The sun had barely crested the edge of the horizon when the Cage compound began to stir with the rhythm of recovery. The scent of coffee lingered in the air, mingled with gasoline and dust—life returning to its usual hum.
Jax stood at the top of the stairs overlooking the garage, hands wrapped around a chipped mug, his eyes scanning the yard below. Men moved with purpose, bruised but standing. The club was whole. For now.
He exhaled slowly, tension still clinging to his shoulders even after the night in Taylor’s arms.
“You’re up early,” came a voice behind him.
He didn’t have to turn around to know it was Kellan. The new second had a way of reading the room without saying much—a trait Ghost once mastered.
“Couldn’t sleep,” Jax muttered.
Kellan stepped beside him, sipping from his own mug, looking out over the yard. “I get it. You got what you came for last night. But the edge doesn’t always leave with the danger.”
Jax nodded, jaw tight. “Denny won’t be a problem anymore.”
“Still left a mess in his wake. We’ll need to keep eyes out, patch up the local heat. You good with me handling the back-end cleanup?”
Jax looked at him then—really looked. Steady.
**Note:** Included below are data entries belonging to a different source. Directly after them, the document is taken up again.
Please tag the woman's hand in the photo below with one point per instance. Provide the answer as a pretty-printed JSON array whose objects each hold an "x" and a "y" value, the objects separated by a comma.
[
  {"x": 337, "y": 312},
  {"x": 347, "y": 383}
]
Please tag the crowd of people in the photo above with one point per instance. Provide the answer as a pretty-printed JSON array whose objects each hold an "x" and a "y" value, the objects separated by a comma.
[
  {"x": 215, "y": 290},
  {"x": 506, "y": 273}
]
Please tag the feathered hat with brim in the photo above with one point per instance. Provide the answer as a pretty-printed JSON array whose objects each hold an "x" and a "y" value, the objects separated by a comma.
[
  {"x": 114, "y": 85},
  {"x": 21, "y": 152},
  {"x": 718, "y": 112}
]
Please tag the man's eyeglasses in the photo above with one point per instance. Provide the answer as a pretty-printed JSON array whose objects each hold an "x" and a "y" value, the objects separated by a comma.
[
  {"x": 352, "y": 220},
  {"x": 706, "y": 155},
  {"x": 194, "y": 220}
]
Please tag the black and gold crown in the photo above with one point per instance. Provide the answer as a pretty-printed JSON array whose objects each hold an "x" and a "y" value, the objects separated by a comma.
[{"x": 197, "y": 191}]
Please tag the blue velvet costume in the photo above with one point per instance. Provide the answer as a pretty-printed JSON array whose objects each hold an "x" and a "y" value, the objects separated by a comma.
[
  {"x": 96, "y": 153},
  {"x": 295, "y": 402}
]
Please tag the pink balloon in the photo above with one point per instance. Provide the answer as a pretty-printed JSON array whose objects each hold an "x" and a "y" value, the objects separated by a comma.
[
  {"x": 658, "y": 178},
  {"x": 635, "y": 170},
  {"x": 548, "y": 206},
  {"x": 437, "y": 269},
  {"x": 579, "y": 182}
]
Capable. Loyal. Ghost would’ve liked him.
“Yeah. Handle it.”
Kellan nodded once and turned to go, leaving Jax with the quiet again. He stayed like that for a while, letting the weight settle.
Eventually, he made his way back inside. Taylor was seated on the couch, bare legs tucked beneath her, wearing one of his shirts and reading over a set of faded pages from Ghost’s journal they had found in the storage boxes.
She looked up as he entered, soft eyes searching his.
“You okay?” she asked gently.
He walked over, crouching down in front of her. “I will be. This place, this club… they’re steadying again. So am I.”
Taylor ran her fingers through his hair, grounding him.
“You don’t have to carry everything alone anymore, Jax.”
“I know,” he said, resting his forehead against her leg. “But I’ve been doing it so long, I forget how to let go.”
She leaned down and pressed a kiss to the top of his head. “Then I’ll remind you. Every damn day, if I have to.”
Jax lifted his head slowly, his gaze locking with hers. “Can I ask you something?”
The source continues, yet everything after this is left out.